Reverse Language Model
Xunjian Yin, Sitao Cheng, Yuxi Xie, Xinyu Hu, Li Lin, Xinyi Wang, Liangming Pan, William Yang Wang, Xiaojun Wan
TL;DR
This work investigates reverse-time autoregression by introducing LEDOM/Ledom, the first purely reverse-trained autoregressive language models trained on 435B tokens at 2B and 7B scales. It demonstrates that reverse conditioning yields distinct reasoning pathways and broader output exploration, establishing Ledom as a potential foundational model with unique strengths and safety challenges. To harness these properties, the authors propose Reverse Reward, a posterior evaluation mechanism that uses Ledom to rerank forward-model outputs and improve multi-step reasoning, particularly in mathematics.
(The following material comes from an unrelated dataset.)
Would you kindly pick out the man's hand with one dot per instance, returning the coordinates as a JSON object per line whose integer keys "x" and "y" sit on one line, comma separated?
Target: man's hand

Empirical results show that Reverse Reward consistently boosts performance on mathematical reasoning benchmarks across multiple base models and decoding strategies, highlighting the value of integrating forward and reverse generative signals. The work also discusses limitations, such as weaker performance on forward-oriented tasks like code generation, and emphasizes releasing models and data to spur further exploration of reverse modeling in NLP.
Abstract
We introduce LEDOM, the first purely reverse language model, trained autoregressively on 435B tokens with 2B and 7B parameter variants, which processes sequences in reverse temporal order through previous token prediction. For the first time, we present the reverse language model as a potential foundational model across general tasks, accompanied by a set of intriguing examples and insights. Based on LEDOM, we further introduce a novel application: Reverse Reward, where LEDOM-guided reranking of forward language model outputs leads to substantial performance improvements on mathematical reasoning tasks. This approach leverages LEDOM's unique backward reasoning capability to refine generation quality through posterior evaluation. Our findings suggest that LEDOM exhibits unique characteristics with broad application potential. We will release all models, training code, and pre-training data to facilitate future research.